Now, let’s see the magic in action. For example, the following is the plan for the second behavior:

  EXECUTE Sales.GetOrders
  	@CustomerID	= 11006;
  GO

Now we get an efficient index seek with a correct estimation of 2.6 rows. We still need to sort by OrderDate, but now the sort is directly by Order Date, and we don't have to compute the CASE expression in the ORDER BY clause anymore. This is the best plan possible for this query behavior based on the available indexes.

Here is the output of statistics IO:

  • Table 'SalesOrderDetail'. Scan count 3, logical reads 9
  • Table 'SalesOrderHeader'. Scan count 1, logical reads 11

The reason that OPTION (RECOMPILE) is so efficient in this case is that it solves exactly the two problems we have here. Remember that the first problem is plan caching. OPTION (RECOMPILE) eliminates this problem altogether because it recompiles the query every time.
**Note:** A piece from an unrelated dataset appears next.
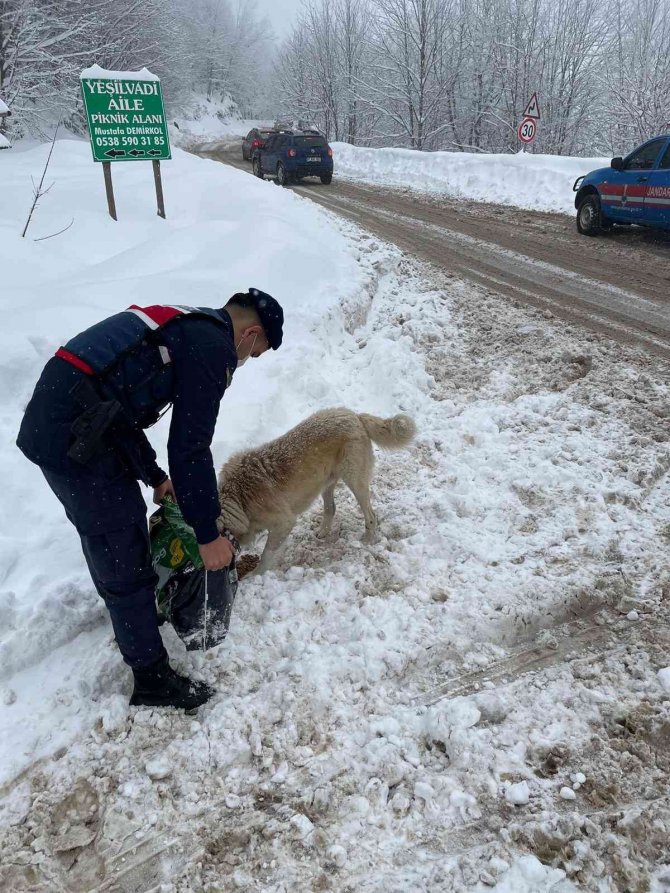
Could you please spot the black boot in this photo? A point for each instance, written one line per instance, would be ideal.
(158, 685)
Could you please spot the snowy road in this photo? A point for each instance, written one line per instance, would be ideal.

The second problem is the inability of the optimizer to evaluate the complex expression in the WHERE clause and in the ORDER BY clause at compile time. Since OPTION (RECOMPILE) happens at runtime, it solves the problem. Because at runtime, the optimizer has a lot more information compared to compile time, and it makes all the difference.

Now, let’s see what happens when we try the third behavior:

  EXECUTE Sales.GetOrders
  	@SortOrder	= N'SalesOrderID';
  GO

Houston, we have a problem. The plan still scans both tables entirely and then sorts everything, instead of scanning only the first 10 rows from Sales.SalesOrderHeader and avoiding the sort altogether. What happened?

This is an interesting "case," and it has to do with the CASE expression in the ORDER BY clause. The CASE expression evaluates a list of conditions and returns one of the result expressions. But the result expressions might have different data types. So, what would be the data type of the entire CASE expression? Well, the CASE expression always returns the highest precedence data type. In our case, the column OrderDate has the DATETIME data type, while the column SalesOrderID has the INT data type. The DATETIME data type has a higher precedence, so the CASE expression always returns DATETIME.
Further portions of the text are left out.